There are many tools to assist in the prediction of population costs, and they work well.  There are very few tools to assist a provider organization in identification of high-risk patients.

Care Coordination Tools

As with the other tools, there are two very different objectives in care coordination:

  • Disease management tools:  These tools establish clinical objectives by disease state for each patient to assist in filling in gaps in care and to support reporting of compliance standards to external entities (payers, CMS).  Disease management tools support compliance reporting and quality management.  They do not drive cost reduction (indeed, they often raise utilization).
  • Case management tools:  These tools focus on specific patients in high-risk categories to manage the risk of excessive utilization or risk of treatment failure in complex conditions.

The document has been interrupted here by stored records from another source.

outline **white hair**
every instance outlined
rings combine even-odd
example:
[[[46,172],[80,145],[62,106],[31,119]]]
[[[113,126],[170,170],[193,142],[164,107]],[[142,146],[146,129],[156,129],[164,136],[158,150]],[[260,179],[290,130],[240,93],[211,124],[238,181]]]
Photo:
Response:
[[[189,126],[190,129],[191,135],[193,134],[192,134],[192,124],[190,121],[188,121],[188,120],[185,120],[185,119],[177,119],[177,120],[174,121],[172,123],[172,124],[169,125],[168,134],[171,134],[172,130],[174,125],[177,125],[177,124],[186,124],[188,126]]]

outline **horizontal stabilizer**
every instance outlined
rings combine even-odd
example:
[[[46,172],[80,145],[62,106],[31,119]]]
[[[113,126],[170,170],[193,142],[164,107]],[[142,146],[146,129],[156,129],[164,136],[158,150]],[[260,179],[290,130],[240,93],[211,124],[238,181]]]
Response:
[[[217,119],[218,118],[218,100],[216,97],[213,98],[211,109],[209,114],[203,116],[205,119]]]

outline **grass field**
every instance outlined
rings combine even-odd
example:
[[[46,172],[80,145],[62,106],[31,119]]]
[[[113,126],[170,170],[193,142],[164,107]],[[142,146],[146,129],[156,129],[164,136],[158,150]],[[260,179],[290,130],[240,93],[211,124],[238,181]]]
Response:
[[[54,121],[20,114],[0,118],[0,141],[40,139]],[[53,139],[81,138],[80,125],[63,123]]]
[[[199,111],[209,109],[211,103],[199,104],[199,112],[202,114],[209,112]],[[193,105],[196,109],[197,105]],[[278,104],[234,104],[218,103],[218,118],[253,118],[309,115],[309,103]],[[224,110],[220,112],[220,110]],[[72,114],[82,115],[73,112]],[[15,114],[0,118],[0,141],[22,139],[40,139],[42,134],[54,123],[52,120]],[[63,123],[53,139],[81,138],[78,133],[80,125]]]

There are many tools that support disease management functions.   These may be a component of the EMR specific to the clinical setting, or an add-on application to the EMR.  In contrast, case management tools are somewhat more rare in the marketplace.  The problem, as often as not, is that the critical issues in case management are often inter-clinical-setting.  The implementation problem may be large enough that the provider organization is not well situated to “connect” to all of the key clinical settings to enable effective case management.

A Note on HIEs

Some might consider HIEs as an element in care coordination.  In my view, HIEs alone do not “count” as care coordination tools.  They may (or may not) be supportive, but if a tool cannot instantiate an intervention and report on completion of an intervention, it is tough to label it as a care coordination tool.  Most HIEs would fail in this regard.


Costs of IT in support of accountable care

We have recently endured another round of reports noting that investment in healthcare IT does not seem to have very significant ROI.  We have had redundant reports noting that:

  • EMRs may not have significant ROI
  • HIEs may or may not be “sustainable”
  • Industry IT costs are still trending upward, even though healthcare IT investment is generally lower than other information intensive industries

I continue to wonder why buyers are surprised.  ROI is fundamentally based on changes in revenue or cost after an implementation.  If clinical tool sets do not have much effect on either, why would we expect an ROI?

Perhaps more humorously, in a fee-for-service environment (in which most physicians are still practice), ROI is more commonly driven by better billing characteristics (e.g., better coding on bills, more accurate ‘upcoding’) than by process improvement.  In fact, process costs tend to rise in ambulatory care when clinical systems are implemented.

Does anyone think that these reports have any bearing at all on the value of clinical tools when deployed in an accountable care environment?  That is, if we are actually economically incentivized to improve the cost/quality profile, wouldn’t the investment in care coordination tools have much more obvious value?